Back to Bruce Rich. The Supreme Court, in addition to the multitude of specific tests that it uses for certain clauses and amendments, has “levels of scrutiny” for certain classes of laws that ask how closely a law needs to be examined in order to be a candidate for a more specific test. These levels range from the “rational basis” review, which applies to most ordinary Congressional enactments and which asks that a law be merely coherent, up through “strict scrutiny” and beyond, which burdens the government with proving that a law is the only practical way of achieving a vital state interest.

Because the Florida jail is trespassing on a positive right very specifically granted by the First Amendment, namely religion, the Court is undoubtedly going to apply the strict scrutiny level of examination, as it has consistently in cases like this for years. The Court is going to be very suspicious of the Florida prison’s already dubious-sounding claims about price and safety. I can’t speak to their specific circumstances, but the fact is that kosher food isn’t much different from non-kosher food price-wise, so that part of the objection is unlikely to be taken seriously. I can see some merit to the security claim, if you think about how they’re going to convey kosher food to the right people – separate serving lines? Bigger serving facilities? But remember, the government will have the burden of showing that denying kosher food to an Orthodox Jewish person who, after being deprived of a myriad of rights by virtue of just being in prison, has a demonstrable religious preference for it, is the best, which here means least intrusive upon religious practice, conceivable way of getting at the vital state interest of having safe and affordable prisons. I strongly doubt that having to label one more thing in the chow line is going to cut it as worth the bother.

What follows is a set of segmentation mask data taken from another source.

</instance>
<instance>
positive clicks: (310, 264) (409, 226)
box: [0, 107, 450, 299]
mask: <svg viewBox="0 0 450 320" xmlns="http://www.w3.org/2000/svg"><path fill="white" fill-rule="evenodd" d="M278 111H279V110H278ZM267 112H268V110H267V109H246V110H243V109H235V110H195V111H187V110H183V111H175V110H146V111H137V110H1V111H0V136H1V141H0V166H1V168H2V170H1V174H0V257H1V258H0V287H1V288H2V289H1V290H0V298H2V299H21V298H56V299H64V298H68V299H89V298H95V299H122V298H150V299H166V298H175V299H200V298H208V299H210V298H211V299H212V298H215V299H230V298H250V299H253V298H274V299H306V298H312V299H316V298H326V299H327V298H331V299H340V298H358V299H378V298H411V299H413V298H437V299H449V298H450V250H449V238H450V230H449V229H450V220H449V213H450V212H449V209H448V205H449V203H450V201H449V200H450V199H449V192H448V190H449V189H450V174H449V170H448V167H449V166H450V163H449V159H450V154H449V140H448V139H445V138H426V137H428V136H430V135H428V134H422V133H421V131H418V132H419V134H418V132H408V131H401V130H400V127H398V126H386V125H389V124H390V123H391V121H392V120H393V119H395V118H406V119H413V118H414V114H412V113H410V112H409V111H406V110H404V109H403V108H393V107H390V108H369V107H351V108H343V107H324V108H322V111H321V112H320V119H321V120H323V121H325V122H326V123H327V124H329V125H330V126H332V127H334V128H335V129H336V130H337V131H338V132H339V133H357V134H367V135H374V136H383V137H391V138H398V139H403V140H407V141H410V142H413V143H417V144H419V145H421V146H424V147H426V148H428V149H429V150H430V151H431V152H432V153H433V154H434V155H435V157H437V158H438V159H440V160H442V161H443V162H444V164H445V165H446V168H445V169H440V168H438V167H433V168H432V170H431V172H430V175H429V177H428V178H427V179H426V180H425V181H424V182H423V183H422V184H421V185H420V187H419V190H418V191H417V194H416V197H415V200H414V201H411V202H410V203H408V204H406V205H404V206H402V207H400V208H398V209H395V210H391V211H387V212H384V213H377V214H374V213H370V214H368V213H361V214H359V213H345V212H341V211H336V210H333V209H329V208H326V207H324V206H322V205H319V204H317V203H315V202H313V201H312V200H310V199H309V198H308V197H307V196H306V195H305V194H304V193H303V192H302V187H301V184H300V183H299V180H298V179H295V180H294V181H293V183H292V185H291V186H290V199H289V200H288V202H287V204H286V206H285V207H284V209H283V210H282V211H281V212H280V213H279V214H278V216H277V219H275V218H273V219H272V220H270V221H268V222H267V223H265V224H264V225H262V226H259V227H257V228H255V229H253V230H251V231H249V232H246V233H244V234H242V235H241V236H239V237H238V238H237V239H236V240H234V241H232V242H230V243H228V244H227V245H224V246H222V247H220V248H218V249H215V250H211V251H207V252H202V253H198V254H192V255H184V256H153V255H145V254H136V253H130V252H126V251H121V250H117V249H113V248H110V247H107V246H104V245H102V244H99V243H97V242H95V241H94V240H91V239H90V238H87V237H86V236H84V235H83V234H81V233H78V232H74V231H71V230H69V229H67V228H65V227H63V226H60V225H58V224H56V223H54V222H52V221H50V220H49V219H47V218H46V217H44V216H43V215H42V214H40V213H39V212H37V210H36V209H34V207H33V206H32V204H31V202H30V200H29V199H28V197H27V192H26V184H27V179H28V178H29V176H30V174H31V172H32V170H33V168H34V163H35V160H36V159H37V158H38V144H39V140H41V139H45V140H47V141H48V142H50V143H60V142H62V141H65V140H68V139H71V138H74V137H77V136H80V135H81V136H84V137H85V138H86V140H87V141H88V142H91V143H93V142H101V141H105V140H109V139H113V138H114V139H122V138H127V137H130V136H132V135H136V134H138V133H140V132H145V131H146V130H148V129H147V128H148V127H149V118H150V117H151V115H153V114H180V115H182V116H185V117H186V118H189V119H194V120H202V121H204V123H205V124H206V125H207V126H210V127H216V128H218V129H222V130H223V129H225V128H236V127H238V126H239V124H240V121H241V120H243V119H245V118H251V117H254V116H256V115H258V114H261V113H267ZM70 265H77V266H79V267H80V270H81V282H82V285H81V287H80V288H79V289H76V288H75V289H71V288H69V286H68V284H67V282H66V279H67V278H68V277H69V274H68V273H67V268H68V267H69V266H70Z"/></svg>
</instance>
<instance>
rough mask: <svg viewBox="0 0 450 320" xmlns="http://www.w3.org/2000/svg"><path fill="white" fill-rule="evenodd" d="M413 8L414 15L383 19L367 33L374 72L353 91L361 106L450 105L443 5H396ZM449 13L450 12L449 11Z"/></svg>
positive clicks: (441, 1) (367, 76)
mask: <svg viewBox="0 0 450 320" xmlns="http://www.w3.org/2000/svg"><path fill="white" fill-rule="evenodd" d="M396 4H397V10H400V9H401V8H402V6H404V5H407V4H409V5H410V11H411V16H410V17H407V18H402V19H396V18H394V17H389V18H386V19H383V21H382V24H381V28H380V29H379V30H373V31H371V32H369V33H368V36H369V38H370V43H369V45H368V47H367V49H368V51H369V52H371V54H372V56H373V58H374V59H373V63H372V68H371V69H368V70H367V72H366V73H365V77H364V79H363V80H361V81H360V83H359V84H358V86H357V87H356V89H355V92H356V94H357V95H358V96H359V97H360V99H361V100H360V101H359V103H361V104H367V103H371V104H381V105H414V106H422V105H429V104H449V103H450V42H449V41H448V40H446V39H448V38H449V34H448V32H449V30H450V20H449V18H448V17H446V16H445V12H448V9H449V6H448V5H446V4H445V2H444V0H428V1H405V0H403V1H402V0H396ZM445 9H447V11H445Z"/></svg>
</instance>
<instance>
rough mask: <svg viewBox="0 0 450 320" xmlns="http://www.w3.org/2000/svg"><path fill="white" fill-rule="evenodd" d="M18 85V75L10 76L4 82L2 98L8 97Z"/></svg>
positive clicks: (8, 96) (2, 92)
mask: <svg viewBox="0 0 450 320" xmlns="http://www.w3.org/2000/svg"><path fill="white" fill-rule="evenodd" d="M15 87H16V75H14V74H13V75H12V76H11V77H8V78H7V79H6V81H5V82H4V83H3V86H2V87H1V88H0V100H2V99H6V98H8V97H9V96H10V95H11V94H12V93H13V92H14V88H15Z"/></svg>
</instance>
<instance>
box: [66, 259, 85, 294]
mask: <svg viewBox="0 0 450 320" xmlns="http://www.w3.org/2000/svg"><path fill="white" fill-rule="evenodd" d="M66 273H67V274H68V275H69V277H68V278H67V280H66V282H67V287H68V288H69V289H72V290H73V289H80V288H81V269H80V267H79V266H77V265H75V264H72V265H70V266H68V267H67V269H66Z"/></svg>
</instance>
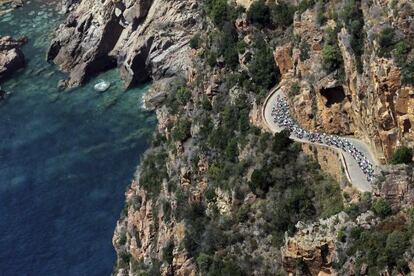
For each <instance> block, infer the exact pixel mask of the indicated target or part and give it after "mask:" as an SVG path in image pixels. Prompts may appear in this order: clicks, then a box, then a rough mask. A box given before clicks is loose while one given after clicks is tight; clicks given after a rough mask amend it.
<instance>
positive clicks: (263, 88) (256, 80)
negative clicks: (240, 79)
mask: <svg viewBox="0 0 414 276" xmlns="http://www.w3.org/2000/svg"><path fill="white" fill-rule="evenodd" d="M249 72H250V74H251V77H252V81H253V83H254V84H255V85H256V86H257V87H261V88H263V89H265V90H268V89H270V88H271V87H272V86H274V85H275V84H276V82H277V80H278V78H279V70H278V68H277V67H276V64H275V61H274V59H273V53H272V51H271V49H270V48H269V47H267V45H266V44H265V42H264V40H262V39H259V41H258V42H256V52H255V54H254V56H253V59H252V62H251V63H250V65H249Z"/></svg>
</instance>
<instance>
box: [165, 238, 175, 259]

Especially given the precedent Florida prisons have to rebut. A 2005 case, admittedly from a different circuit but pretty compelling in its fact pattern, saw the Supreme Court requiring an Ohio prison to bend over backwards to accommodate the needs of a Satanist, a Wiccan, and a white supremacist Christian. Their demands were for the possession of certain non-dangerous objects in their cells, though, whereas Bruce Rich may need as much as additional space in a cafeteria facility, so there might be some wriggle room for distinction there. There is another deceptive counterpoint in the precedent, Gardner v. Riska, deceptive in that its facially similar fact pattern has a fatal flaw. In Gardner, a Florida prisoner lost a suit asking for kosher meals. Game over, right? Well in that case, the case wasn’t dismissed because RLUIPA wouldn’t allow it, but because Gardner’s suit didn’t even deserve RLUIPA’s attention – it was more or less adjudicated to be a frivolous filing by a man who, according to undisputed affidavits from prison employees, was known to purchase and eat non-kosher foods even when there were kosher foods on the menu. So tough luck there.

All in all, my money is going on RLUIPA surviving a direct constitutional challenge and its provisions getting Mr. Rich his kosher meals. We’ll see how it turns out.